Five months later, Steinberg left the library. For him, that incident “encapsulated the humor and sadness of prison life, and the fact that not everything has a redemptive ending. It made my decision to leave a little clearer.”

He is now a full-time writer in Phila­del­phia, still sorting through the depth of his prison experience. Much of what he saw and heard he did not write about, preferring to focus on the “human stories” because “I want people to see that this place cannot be reduced to a message or, as it is so often, a political spin.” The guards, for example, deserve a whole book to themselves: “I know they encounter inmates in much more trying circumstances than I saw in the library.” Still, he suspects his book will not be on the shelves of the Suffolk County House of Correction--or touted by his Orthodox schools. 

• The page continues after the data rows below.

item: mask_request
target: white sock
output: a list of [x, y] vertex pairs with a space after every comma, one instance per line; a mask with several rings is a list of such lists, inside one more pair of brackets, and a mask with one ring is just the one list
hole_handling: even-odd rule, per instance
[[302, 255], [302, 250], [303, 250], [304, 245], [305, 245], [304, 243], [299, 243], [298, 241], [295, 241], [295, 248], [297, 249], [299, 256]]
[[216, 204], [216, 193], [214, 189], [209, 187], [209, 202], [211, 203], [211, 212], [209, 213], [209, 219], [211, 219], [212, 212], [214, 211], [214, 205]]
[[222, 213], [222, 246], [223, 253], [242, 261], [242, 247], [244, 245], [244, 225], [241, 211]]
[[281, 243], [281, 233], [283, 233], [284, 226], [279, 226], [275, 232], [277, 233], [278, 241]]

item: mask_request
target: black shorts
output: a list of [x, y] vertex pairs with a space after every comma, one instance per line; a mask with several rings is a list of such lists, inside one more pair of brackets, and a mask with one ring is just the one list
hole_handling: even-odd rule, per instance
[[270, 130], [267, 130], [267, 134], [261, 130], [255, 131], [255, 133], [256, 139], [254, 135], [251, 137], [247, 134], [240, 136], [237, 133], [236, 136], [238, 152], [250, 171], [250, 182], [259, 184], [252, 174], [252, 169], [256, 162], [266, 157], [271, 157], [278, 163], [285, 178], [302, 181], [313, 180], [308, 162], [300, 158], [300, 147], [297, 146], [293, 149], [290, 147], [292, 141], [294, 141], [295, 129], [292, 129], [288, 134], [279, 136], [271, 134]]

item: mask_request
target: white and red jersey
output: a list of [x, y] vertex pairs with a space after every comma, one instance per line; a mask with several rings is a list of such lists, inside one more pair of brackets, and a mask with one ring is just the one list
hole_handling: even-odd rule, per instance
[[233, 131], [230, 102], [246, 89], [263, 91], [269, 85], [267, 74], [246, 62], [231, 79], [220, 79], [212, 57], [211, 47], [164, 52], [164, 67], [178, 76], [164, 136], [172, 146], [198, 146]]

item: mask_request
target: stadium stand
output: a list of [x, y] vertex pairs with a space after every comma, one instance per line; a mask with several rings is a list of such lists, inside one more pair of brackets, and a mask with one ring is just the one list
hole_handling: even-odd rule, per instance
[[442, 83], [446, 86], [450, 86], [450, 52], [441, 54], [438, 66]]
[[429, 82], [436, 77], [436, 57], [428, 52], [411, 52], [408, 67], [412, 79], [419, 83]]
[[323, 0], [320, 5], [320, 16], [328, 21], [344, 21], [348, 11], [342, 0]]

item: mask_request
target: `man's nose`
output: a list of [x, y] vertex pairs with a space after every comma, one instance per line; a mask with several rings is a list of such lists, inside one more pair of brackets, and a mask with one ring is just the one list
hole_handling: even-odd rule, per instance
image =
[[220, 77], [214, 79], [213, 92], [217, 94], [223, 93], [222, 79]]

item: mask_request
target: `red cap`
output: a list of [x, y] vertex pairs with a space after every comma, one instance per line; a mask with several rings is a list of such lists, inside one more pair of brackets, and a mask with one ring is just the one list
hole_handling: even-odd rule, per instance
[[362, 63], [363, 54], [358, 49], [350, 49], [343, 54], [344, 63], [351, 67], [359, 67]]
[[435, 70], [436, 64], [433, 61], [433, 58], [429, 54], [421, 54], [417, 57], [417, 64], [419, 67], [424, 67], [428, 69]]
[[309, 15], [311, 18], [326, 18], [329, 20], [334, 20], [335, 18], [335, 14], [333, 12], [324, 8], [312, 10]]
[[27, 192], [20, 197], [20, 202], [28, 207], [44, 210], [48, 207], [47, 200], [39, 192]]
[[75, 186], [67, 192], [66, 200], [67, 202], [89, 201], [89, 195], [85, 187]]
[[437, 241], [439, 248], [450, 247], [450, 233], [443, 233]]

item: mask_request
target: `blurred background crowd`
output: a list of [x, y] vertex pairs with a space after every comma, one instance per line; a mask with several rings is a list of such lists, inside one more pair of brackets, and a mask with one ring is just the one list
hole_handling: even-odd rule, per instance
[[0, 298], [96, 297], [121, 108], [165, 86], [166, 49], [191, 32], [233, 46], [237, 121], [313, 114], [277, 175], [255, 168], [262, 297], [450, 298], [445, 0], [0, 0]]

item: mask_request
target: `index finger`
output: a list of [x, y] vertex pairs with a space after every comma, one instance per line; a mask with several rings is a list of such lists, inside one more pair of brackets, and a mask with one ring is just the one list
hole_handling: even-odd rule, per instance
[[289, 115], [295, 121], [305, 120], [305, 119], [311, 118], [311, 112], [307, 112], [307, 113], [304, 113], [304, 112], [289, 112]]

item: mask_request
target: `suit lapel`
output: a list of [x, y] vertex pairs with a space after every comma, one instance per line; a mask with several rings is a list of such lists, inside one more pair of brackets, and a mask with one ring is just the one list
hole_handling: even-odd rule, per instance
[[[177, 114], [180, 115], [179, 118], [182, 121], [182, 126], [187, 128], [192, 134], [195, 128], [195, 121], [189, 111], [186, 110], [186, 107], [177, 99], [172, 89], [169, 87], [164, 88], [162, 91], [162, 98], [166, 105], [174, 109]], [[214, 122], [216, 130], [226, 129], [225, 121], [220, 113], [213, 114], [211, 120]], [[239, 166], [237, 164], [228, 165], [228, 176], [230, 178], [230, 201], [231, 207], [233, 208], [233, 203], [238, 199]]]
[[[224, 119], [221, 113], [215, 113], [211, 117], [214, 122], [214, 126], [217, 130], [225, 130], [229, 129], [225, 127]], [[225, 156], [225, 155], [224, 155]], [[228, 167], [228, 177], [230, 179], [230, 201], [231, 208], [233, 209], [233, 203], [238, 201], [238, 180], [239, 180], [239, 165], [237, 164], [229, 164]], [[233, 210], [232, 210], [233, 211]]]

In the book, he details an episode from Torah camp in which he and two friends unwittingly trespassed into a Palestinian farmer’s field and were suddenly confronted by his sons. “They were tough and courageous. We, on the other hand, played adventure video games in air-conditioned suburban palaces.” His friend Moshe took out a well-worn copy of the Torah and gave the book to the Arab boys’ leader, indicating it was a gift. Steinberg was ashamed at the time because it is taboo in Jewish tradition to give away a holy book, especially to an enemy. 

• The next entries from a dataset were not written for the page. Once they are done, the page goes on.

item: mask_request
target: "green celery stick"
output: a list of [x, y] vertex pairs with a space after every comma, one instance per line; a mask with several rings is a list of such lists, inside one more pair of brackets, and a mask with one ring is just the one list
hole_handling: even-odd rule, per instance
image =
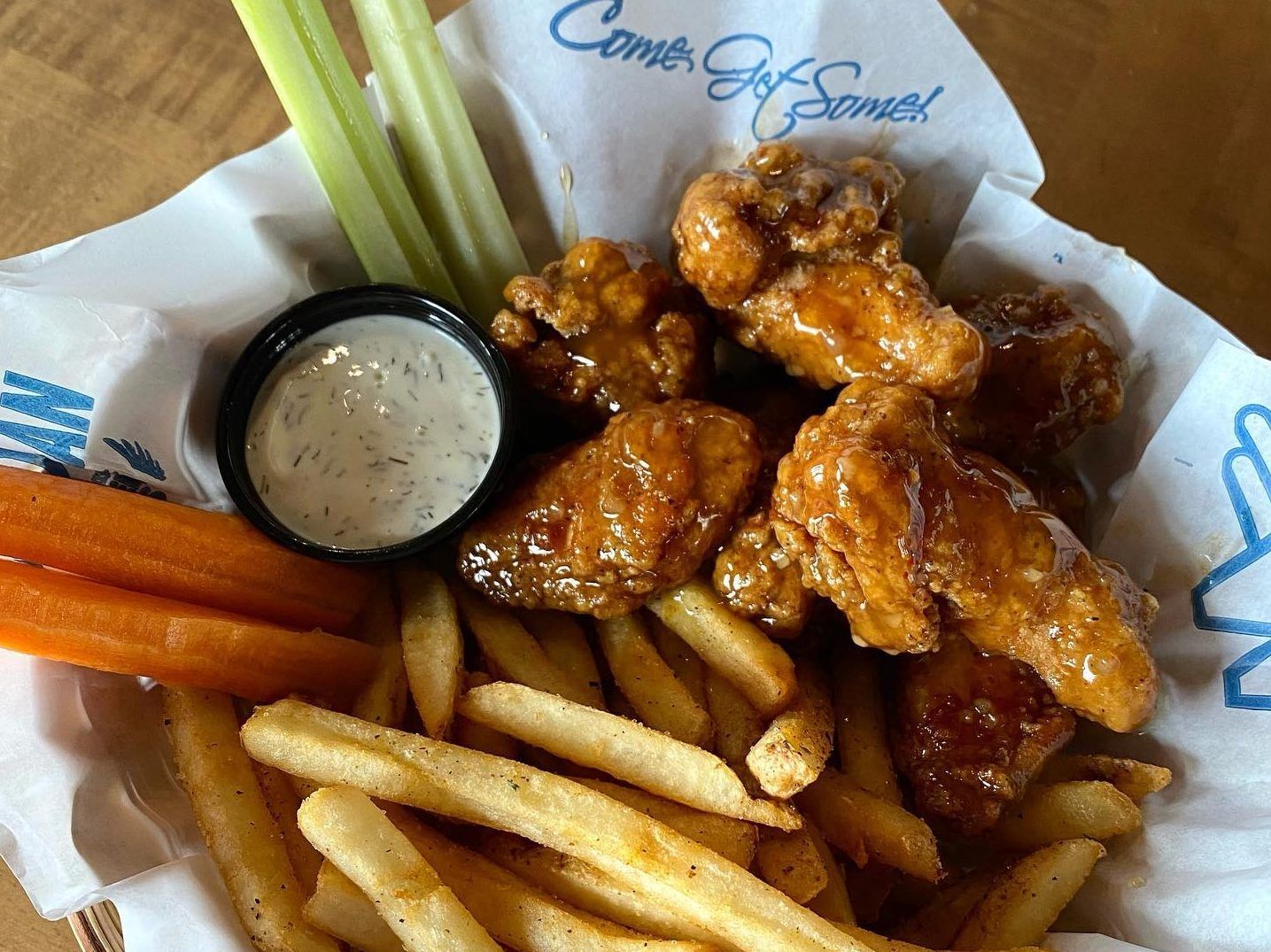
[[352, 0], [423, 217], [473, 316], [529, 271], [422, 0]]
[[322, 0], [233, 0], [371, 281], [459, 300]]

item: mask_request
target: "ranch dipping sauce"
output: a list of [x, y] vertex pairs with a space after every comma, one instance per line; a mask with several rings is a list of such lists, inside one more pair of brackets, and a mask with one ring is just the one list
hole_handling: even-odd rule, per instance
[[477, 357], [423, 320], [364, 315], [301, 341], [266, 379], [245, 460], [261, 502], [338, 549], [408, 541], [489, 472], [500, 404]]

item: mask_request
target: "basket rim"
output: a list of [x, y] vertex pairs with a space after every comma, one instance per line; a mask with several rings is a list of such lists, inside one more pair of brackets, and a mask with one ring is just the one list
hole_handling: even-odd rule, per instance
[[67, 916], [84, 952], [125, 952], [119, 914], [111, 902], [98, 902]]

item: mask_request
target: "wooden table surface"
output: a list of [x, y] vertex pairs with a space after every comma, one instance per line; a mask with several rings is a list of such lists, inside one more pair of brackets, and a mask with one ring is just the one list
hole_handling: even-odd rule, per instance
[[[1271, 5], [943, 1], [1032, 131], [1041, 205], [1271, 352]], [[347, 3], [328, 8], [365, 72]], [[0, 258], [135, 215], [285, 126], [228, 0], [3, 0], [0, 90]], [[0, 874], [0, 951], [74, 948]]]

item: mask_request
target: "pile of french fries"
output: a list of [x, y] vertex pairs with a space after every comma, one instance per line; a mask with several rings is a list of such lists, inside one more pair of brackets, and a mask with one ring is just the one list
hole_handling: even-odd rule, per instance
[[1060, 756], [952, 868], [904, 805], [877, 653], [796, 661], [700, 581], [585, 624], [418, 564], [358, 624], [380, 662], [350, 713], [240, 724], [229, 695], [167, 693], [263, 952], [1030, 948], [1169, 782]]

Prison helped changed Steinberg’s view of that incident. “We had been taught to place the Other on a narrow spectrum of pity, suspicion, and hate….But Moshe…knew the holiness of the book was in sharing it.” In prison, as on the West Bank, he writes, book-sharing is taboo. “I met people on the outside of prison who made it clear they didn’t want their tax dollars funding a pretty library for violent criminals.” Steinberg understands that, just as he understands “the misery we had felt as kids relinquishing our holy book to the enemy. It involved crossing a very real boundary. What did we accomplish by it, or by running a library for convicts? Perhaps nothing. But there was a greater danger in not doing these things--or, at least, in not being willing to try.”